### Process stats for multiband image

In [1]:
import ee
import pandas as pd
import geemap
import geopandas as gpd
import modules.tidy_tables as tidy_tables
import json
import numpy as np
import time

from modules.gee_initialize import initialize_ee 

initialize_ee()

from parameters.config_runtime import country_dataset_name
from parameters.config_output_naming import geo_id_column, geometry_area_column, plot_id_column

from parameters.config_lookups import lookup_gee_datasets

## get lists from lookup for different streams of processing
from  dataset_properties.make_processing_lists_from_lookup import buffer_stats_list,\
                                                                  presence_only_flag_list,\
                                                                  country_allocation_stats_only_list, \
                                                                  plot_stats_list, \
                                                                  decimal_place_column_list

Earth Engine has been initialized with the specified credentials.


In [1]:
# %run alt_whisp_prep_multiband_image.ipynb # get stats and image
from modules.multiband_stats import get_stats, get_stats_formatted 

##### TO DO - put function into a python script
NB This is for on the fly processing as pandas may be quicker than working with fcs

In [2]:
def process_dataframe(df, geo_id_column, geometry_area_column, country_dataset_name, lookup_gee_datasets,
                      presence_only_flag_list, decimal_place_column_list, plot_id_column, keep_system_index=False, debug=False):
    """tidying data frame based on a series of lists of strings for handling columns differently"""

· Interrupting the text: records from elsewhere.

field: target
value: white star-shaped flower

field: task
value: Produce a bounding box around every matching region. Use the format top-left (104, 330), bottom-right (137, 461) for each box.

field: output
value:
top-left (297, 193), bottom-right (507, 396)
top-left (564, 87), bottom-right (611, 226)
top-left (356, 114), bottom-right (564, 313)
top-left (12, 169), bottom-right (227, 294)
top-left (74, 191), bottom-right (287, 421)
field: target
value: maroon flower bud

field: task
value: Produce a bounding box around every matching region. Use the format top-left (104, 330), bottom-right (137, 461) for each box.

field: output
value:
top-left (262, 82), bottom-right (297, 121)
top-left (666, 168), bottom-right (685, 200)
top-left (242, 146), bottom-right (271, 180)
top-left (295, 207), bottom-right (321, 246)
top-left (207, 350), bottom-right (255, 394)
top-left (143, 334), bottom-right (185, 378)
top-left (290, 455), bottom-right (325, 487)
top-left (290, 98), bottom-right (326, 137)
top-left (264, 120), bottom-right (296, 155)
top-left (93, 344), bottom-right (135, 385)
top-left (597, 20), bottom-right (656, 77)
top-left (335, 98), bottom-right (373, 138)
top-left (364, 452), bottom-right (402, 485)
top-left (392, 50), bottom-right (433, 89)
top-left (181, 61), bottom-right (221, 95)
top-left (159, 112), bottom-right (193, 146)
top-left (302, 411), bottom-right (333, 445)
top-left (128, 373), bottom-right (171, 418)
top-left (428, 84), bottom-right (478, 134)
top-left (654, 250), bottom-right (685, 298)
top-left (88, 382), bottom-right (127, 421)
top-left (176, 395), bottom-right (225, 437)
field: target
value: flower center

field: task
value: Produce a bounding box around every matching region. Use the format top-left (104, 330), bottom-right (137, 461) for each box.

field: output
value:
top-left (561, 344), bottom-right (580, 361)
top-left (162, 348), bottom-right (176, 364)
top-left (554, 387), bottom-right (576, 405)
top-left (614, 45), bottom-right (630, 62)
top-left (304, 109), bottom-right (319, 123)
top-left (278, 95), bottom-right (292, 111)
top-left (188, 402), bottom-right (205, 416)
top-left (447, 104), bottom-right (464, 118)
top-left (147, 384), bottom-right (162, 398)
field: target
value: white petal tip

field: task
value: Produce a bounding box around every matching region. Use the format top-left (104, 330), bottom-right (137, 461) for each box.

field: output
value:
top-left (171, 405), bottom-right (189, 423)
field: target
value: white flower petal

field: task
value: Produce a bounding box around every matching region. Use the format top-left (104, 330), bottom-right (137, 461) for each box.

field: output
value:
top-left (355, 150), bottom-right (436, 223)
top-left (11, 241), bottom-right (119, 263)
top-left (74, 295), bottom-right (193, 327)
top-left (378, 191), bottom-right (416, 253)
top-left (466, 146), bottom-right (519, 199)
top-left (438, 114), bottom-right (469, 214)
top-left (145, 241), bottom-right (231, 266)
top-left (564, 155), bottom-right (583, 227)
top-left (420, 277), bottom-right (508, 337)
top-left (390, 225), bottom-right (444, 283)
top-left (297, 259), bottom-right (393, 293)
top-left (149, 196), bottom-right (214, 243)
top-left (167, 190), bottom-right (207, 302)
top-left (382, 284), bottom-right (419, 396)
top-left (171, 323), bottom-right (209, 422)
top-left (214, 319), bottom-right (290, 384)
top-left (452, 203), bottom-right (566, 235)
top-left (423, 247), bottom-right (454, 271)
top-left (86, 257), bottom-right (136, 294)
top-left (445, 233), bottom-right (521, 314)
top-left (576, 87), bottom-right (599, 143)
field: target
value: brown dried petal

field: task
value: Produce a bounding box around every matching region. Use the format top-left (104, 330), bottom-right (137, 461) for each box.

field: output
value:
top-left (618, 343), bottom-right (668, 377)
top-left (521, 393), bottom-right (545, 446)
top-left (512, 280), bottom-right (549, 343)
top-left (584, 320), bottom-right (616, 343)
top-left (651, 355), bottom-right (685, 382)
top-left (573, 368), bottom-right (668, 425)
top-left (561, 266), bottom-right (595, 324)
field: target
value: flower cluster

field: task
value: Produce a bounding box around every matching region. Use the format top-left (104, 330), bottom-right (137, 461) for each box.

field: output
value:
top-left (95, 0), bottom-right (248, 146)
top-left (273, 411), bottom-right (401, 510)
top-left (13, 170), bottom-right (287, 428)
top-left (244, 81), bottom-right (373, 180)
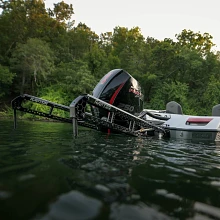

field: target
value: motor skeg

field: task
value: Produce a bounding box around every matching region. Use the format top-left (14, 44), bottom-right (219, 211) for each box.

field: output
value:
top-left (93, 69), bottom-right (143, 118)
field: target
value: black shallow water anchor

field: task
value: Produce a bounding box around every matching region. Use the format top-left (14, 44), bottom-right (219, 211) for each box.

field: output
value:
top-left (12, 69), bottom-right (166, 136)
top-left (12, 94), bottom-right (166, 136)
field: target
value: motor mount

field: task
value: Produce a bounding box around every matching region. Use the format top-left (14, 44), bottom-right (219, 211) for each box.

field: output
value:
top-left (92, 69), bottom-right (143, 118)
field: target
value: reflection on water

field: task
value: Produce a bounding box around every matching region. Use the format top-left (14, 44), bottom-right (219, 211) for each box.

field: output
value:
top-left (0, 120), bottom-right (220, 220)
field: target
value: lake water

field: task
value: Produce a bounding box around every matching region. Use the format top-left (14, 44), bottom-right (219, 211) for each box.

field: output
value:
top-left (0, 119), bottom-right (220, 220)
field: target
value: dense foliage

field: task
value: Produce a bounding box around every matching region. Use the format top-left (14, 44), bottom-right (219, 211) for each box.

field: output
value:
top-left (0, 0), bottom-right (220, 115)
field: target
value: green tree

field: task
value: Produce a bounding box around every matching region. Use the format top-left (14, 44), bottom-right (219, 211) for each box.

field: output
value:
top-left (0, 65), bottom-right (15, 98)
top-left (11, 38), bottom-right (54, 93)
top-left (175, 29), bottom-right (214, 55)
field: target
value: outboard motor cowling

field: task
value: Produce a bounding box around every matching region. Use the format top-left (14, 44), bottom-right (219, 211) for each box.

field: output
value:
top-left (93, 69), bottom-right (143, 118)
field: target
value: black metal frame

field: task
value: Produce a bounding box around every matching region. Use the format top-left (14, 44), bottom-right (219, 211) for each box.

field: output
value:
top-left (12, 94), bottom-right (166, 136)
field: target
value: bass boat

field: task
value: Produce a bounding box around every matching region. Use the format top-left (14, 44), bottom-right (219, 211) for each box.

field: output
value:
top-left (12, 69), bottom-right (220, 141)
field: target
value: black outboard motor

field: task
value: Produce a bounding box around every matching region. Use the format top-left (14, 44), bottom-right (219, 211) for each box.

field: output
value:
top-left (93, 69), bottom-right (143, 120)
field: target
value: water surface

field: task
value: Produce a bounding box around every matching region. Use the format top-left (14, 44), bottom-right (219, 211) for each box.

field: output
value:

    if debug: st = time.time()
  
    if geo_id_column in df.columns:
        prefix_columns_list =[geo_id_column, geometry_area_column, "Country"]     
    else:
        prefix_columns_list =[geometry_area_column, "Country"] 
        print(geo_id_column, "column not found, so skipping inclusion")
    
    # for adding geo_ids from asset registry later
    if keep_system_index:
        df = df.rename(columns={"system_index": "system:index"}) # corrected the syntax for rename()
        prefix_columns_list.insert(0, "system:index")
        print("keeping 'system:index' column (e.g. to allow joining Geo ids to df later etc)")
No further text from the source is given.